George Capron

Profile
- Position: Halfback

Personal information
- Born: July 27, 1886 Minneapolis, Minnesota, U.S.
- Died: October 26, 1972 (aged 86) Fresno, California, U.S.

Career information
- College: Minnesota

Awards and highlights
- Third-team All-American (1907); First-team All-Western (1907);

= George Capron =

American football and baseball player (1886–1972)

George H. Capron (July 27, 1886 – October 26, 1972) was an American college football and baseball player and multimillionaire investor in Southern California real estate.

==Athletic career==
Capron played football and baseball for the University of Minnesota from 1907 to 1908. In 1907, the Minnesota football team scored only 55 points, and "Capron accounted for 44 of them with dropkicked field goals at four points each." He was selected as a third-team All-American by Walter Camp at the end of the 1907 season.

Late in his career at the University of Minnesota, Capron became involved in a controversy over his eligibility when reports surfaced that he had played professional baseball under a false name.

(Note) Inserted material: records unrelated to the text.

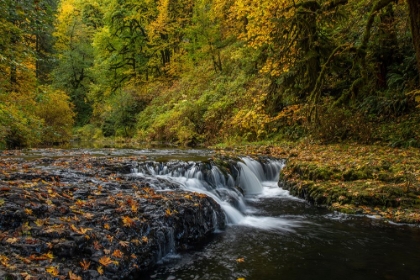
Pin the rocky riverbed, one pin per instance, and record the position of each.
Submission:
(84, 217)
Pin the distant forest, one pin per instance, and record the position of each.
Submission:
(202, 72)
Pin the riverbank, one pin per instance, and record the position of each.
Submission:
(379, 181)
(85, 217)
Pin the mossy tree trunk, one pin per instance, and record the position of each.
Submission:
(414, 11)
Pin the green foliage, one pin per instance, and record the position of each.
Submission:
(336, 124)
(18, 128)
(56, 111)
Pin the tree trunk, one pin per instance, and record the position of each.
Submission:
(414, 10)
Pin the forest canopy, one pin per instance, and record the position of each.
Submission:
(209, 71)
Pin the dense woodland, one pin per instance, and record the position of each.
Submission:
(209, 71)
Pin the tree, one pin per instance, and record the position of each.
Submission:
(414, 13)
(74, 34)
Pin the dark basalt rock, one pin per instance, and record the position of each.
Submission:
(84, 217)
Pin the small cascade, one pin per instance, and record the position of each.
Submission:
(249, 181)
(226, 185)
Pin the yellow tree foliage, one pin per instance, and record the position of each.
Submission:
(55, 109)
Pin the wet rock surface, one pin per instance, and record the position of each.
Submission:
(83, 217)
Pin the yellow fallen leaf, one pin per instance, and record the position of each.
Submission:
(73, 276)
(105, 261)
(85, 264)
(12, 240)
(52, 270)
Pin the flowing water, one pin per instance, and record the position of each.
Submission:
(272, 235)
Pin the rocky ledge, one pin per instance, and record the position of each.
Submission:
(86, 218)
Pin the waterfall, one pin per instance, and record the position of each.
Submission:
(226, 185)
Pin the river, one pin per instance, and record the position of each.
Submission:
(277, 236)
(271, 235)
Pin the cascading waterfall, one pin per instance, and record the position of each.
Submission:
(229, 186)
(209, 179)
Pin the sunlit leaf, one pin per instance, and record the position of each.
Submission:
(12, 240)
(127, 221)
(85, 264)
(52, 270)
(117, 253)
(73, 276)
(124, 243)
(105, 261)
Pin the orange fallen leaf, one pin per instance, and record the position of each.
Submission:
(105, 261)
(117, 253)
(52, 270)
(73, 276)
(85, 264)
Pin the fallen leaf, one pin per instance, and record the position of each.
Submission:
(117, 253)
(12, 240)
(52, 270)
(73, 276)
(85, 264)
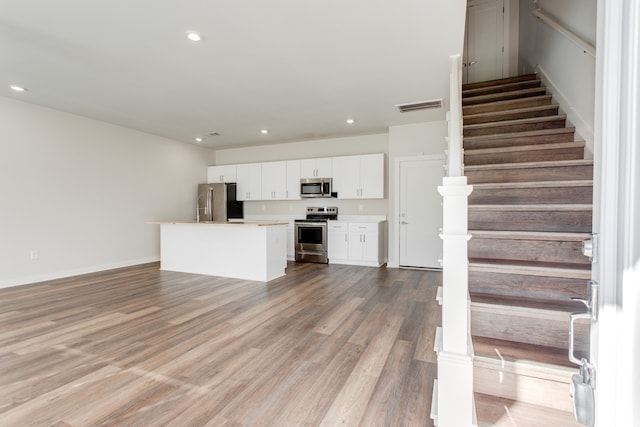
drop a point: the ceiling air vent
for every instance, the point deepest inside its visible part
(420, 105)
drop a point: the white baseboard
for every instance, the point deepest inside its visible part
(583, 128)
(76, 272)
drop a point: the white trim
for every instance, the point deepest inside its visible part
(615, 347)
(583, 127)
(76, 272)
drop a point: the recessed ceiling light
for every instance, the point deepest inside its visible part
(193, 36)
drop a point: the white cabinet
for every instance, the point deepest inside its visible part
(249, 180)
(316, 168)
(359, 177)
(357, 243)
(337, 240)
(281, 180)
(363, 242)
(291, 241)
(224, 173)
(292, 190)
(274, 180)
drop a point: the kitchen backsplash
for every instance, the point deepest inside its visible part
(298, 207)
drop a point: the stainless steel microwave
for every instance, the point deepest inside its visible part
(315, 187)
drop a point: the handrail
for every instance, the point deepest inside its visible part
(454, 164)
(574, 38)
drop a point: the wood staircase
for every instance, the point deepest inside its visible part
(529, 212)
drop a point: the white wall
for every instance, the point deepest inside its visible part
(79, 192)
(568, 72)
(406, 141)
(364, 144)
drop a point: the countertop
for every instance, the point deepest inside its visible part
(223, 223)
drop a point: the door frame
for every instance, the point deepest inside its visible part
(614, 343)
(396, 208)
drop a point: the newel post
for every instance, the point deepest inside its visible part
(455, 358)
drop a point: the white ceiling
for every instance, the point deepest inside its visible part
(298, 68)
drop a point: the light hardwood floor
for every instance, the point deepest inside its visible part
(325, 345)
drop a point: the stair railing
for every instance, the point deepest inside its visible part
(454, 386)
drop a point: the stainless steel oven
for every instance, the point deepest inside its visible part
(311, 234)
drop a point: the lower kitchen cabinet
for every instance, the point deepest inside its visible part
(357, 243)
(337, 240)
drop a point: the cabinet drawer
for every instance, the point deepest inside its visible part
(337, 226)
(363, 227)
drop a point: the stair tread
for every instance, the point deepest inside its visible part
(529, 304)
(507, 102)
(528, 208)
(493, 411)
(511, 111)
(542, 264)
(501, 86)
(516, 122)
(489, 83)
(533, 184)
(529, 235)
(512, 352)
(545, 164)
(551, 146)
(532, 270)
(476, 100)
(521, 134)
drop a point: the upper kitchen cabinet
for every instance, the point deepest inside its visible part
(281, 180)
(224, 173)
(316, 168)
(292, 191)
(274, 179)
(359, 177)
(249, 179)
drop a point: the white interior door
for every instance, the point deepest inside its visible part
(484, 41)
(420, 212)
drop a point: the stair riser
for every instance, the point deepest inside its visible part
(523, 388)
(499, 128)
(507, 105)
(525, 327)
(557, 173)
(507, 115)
(497, 82)
(536, 195)
(514, 141)
(526, 286)
(529, 84)
(500, 97)
(576, 153)
(546, 251)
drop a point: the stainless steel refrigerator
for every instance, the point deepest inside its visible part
(217, 202)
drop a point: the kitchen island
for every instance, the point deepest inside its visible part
(242, 250)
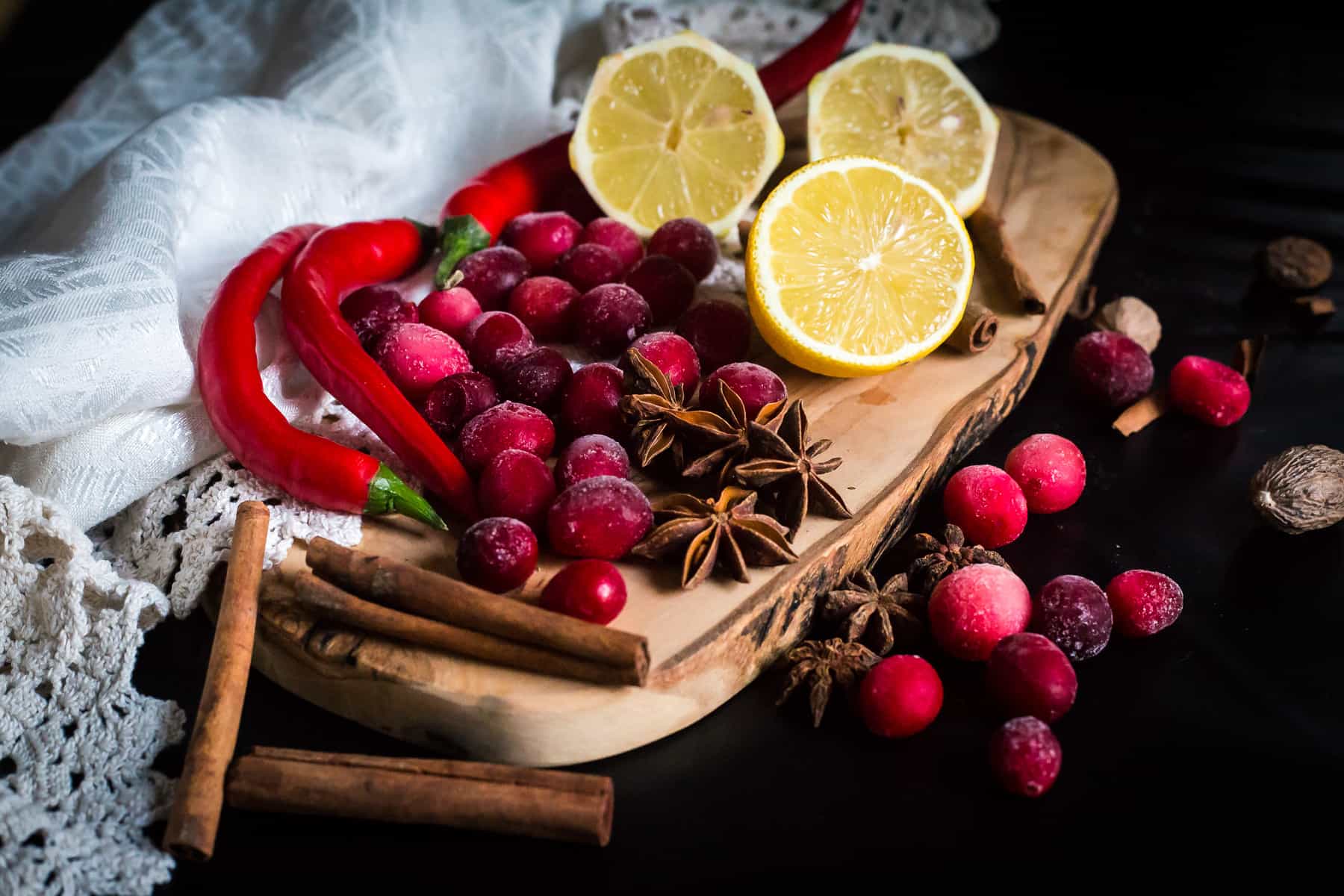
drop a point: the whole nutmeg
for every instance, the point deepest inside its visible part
(1301, 489)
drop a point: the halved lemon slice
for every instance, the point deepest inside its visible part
(909, 107)
(856, 267)
(675, 128)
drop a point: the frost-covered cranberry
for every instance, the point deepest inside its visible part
(1050, 470)
(1024, 756)
(542, 237)
(589, 455)
(688, 242)
(504, 426)
(1110, 367)
(1209, 391)
(601, 517)
(900, 696)
(544, 305)
(608, 317)
(1030, 676)
(517, 484)
(589, 590)
(497, 554)
(718, 331)
(976, 608)
(1074, 613)
(1144, 602)
(987, 504)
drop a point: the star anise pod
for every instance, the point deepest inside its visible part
(726, 531)
(947, 556)
(823, 664)
(783, 458)
(880, 618)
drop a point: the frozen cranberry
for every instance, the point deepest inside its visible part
(542, 237)
(900, 696)
(456, 399)
(601, 517)
(504, 426)
(1050, 470)
(497, 554)
(609, 317)
(1030, 676)
(492, 273)
(589, 590)
(1110, 367)
(617, 237)
(976, 608)
(718, 331)
(670, 354)
(1073, 612)
(589, 265)
(589, 455)
(665, 287)
(1209, 391)
(987, 504)
(544, 304)
(756, 386)
(1144, 602)
(1024, 756)
(517, 484)
(591, 402)
(688, 242)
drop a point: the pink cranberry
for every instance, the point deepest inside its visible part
(1024, 756)
(1209, 391)
(900, 696)
(1110, 367)
(1144, 602)
(608, 317)
(670, 354)
(589, 590)
(1050, 470)
(688, 242)
(617, 237)
(504, 426)
(976, 608)
(987, 504)
(542, 237)
(1030, 676)
(456, 399)
(497, 554)
(591, 402)
(544, 304)
(517, 484)
(589, 455)
(601, 517)
(1073, 612)
(719, 331)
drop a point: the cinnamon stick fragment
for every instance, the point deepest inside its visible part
(553, 805)
(329, 602)
(201, 793)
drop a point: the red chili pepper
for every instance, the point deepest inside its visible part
(308, 467)
(337, 261)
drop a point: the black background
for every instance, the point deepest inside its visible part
(1216, 741)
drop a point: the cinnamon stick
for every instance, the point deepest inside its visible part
(201, 793)
(554, 805)
(331, 602)
(429, 594)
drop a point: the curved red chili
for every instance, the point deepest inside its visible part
(305, 465)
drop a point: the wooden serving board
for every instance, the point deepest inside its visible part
(898, 435)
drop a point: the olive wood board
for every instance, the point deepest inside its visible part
(898, 433)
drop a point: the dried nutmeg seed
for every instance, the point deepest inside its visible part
(1301, 489)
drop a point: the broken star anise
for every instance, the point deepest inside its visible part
(726, 531)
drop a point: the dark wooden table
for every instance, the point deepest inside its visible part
(1214, 739)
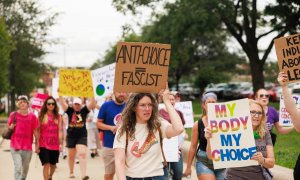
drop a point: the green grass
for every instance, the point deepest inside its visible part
(287, 146)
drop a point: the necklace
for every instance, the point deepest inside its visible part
(256, 135)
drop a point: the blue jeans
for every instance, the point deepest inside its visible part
(21, 160)
(175, 169)
(203, 168)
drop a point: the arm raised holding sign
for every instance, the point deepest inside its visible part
(289, 101)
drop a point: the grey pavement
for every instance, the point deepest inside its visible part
(95, 167)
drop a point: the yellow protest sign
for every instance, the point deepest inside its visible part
(75, 82)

Capron later admitted that he played baseball under the name Robb at Meridian, Mississippi in 1908 and at Mattoon, Illinois in 1907. From 1909 to 1910, Capron played two years of professional baseball in the Northwestern League. In 1909, he played 155 games as the left fielder for the Seattle Turks, compiling 164 hits, 27 doubles, 8 triples, 15 home runs, and a .275 batting average. In 1910, he played 35 games for the Vancouver Beavers though his batting average dropped to .207.

He also played professional football in the early days of the professional game in the 1910s.

==Family and later years==
Capron's younger brother, Ralph Capron, played Major League Baseball and in the National Football League.

Capron practiced law in Minnesota for a time. He then moved to California where he invested in land. He was credited with having an "uncanny foresight in predicting population trends," acquiring properties in Orange, Los Angeles, Riverside, and San Bernardino Counties, and became a multimillionaire with an estate valued at $24 million.

In later years, Capron was in poor health and was the subject of conservatorship proceedings and allegations that his wife's family and others had stolen from him and procured a 1967 will by fraud and undue influence.

Capron moved to Fresno, California, in 1967. He was in poor health in his later years. He died on October 26, 1972, at age 86, at a Fresno hospital.